The terrorists of tech come for everything, though, and the salad chain’s assembly line appears destined for a swift death. It is a profoundly embarrassing thing to present before a fellow human and articulate, out loud, a desire for something called “Beets Don’t Kale My Vibe.” Digital orders, which protect consumers from the unloveliness of their own preferences, offer a way around this exchange; soon the humans on the receiving end of the orders will evaporate too. In 2021, Sweetgreen bought Spyce, an automated kitchen startup known for its “Infinite Kitchen” technology, a conveyor belt with robotic ingredient dispensers. The salads of the future will be prepared by machines and administered to a clerical class whose labor, already pointless, will eventually become wholly redundant, made dispensable by robotics and “artificial intelligence.” Can the corporate salad survive the transition to a world without white-collar work? Will society’s future ex-professionals, in their moments of tech-assisted leisure, recline with bowls of Tokyo Supergreens, lifting wet leaves into their mouths like the ancient symposiasts? The salad executives are bullish. Sweetgreen CEO Jonathan Neman has said that the Infinite Kitchen represents a “huge opportunity” for growth, but the one thing that won’t be growing is Sweetgreen’s workforce: already the chain has opened several outposts across the country that offer a glimpse of the corporate salad’s glorious future, and on the evidence so far, that future involves vanishingly few humans.

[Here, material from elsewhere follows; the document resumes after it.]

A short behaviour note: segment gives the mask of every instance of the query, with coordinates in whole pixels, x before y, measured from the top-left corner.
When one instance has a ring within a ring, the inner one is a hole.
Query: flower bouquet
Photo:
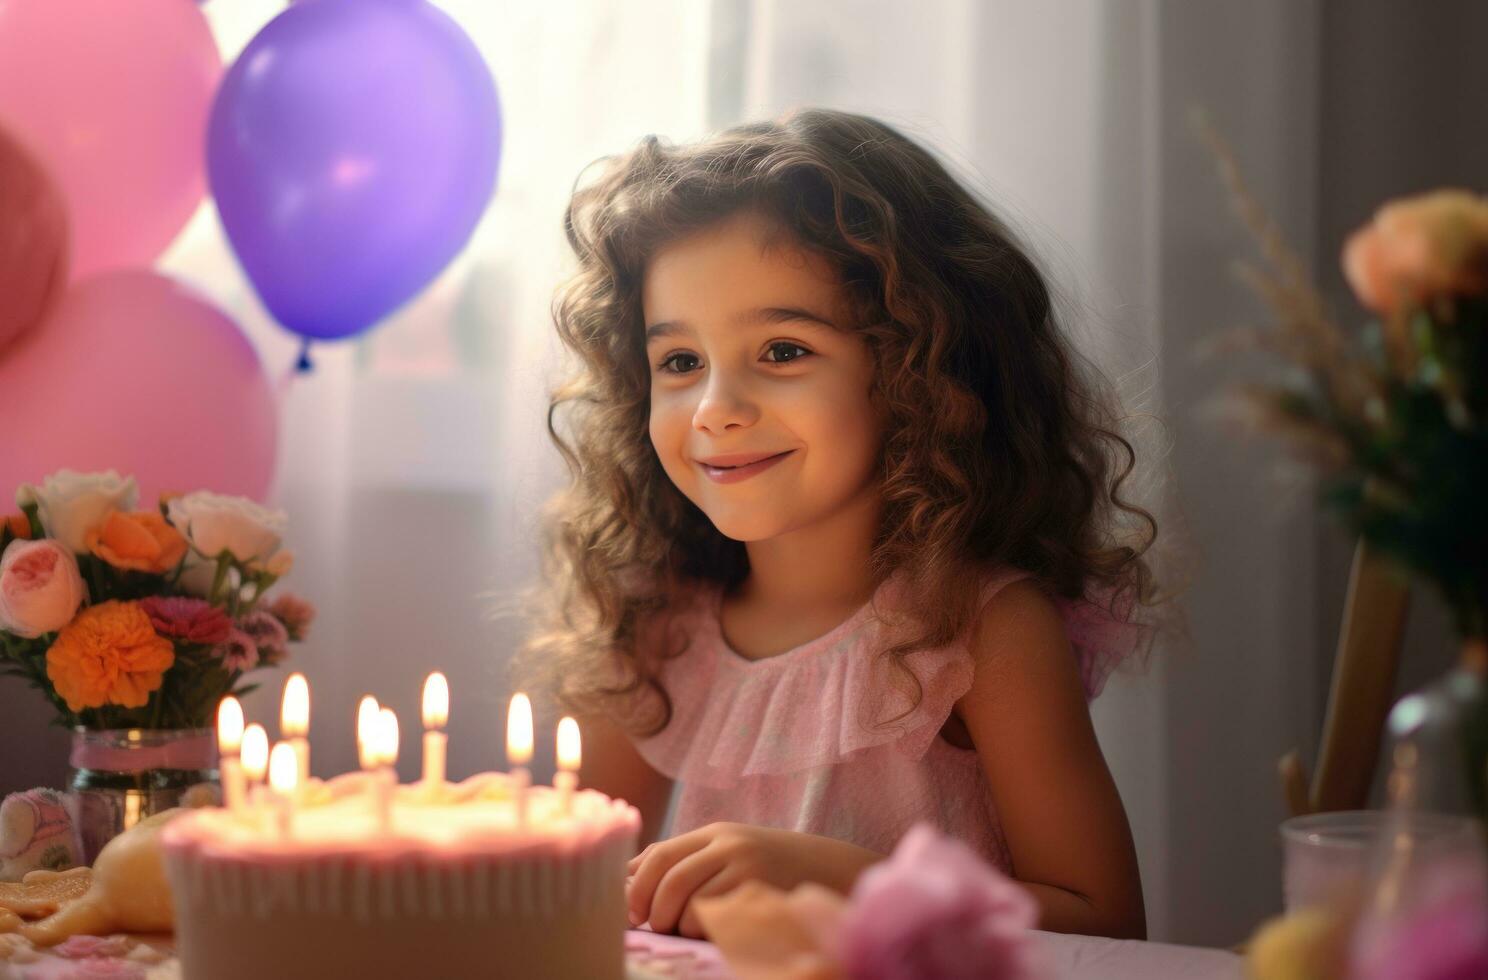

Arriving at the Infinite Kitchen’s New York laboratory, on a stretch of Park Avenue in the dead zone between Midtown and Murray Hill, I’m greeted by the metallic tundra of an empty counter and depopulated kitchen. Alone with my own thoughts and hunger, I’m left to contemplate the vast digital screen displaying the menu. Is this intimacy at scale? Eventually a human materializes, and I place an order for a Super Green Goddess salad. The Infinite Kitchen will be designed for machines, but its prototype is a mechanical Turk and still staffed by humans, for now at least. The robotic conveyor belt is not yet in operation, but the assembly line has been removed; salads here are prepared backstage by invisible employees. A grid of shelves holds the finished salads awaiting pickup. My salad, when it arrives, is tough, strangely gritty, and decorated with a ranch dressing that has the consistency of grout. I eat it in the upstairs seating area, two booths over from an equally solemn diner, in a spirit of shared, silent misery. Some traditions, at least, survive.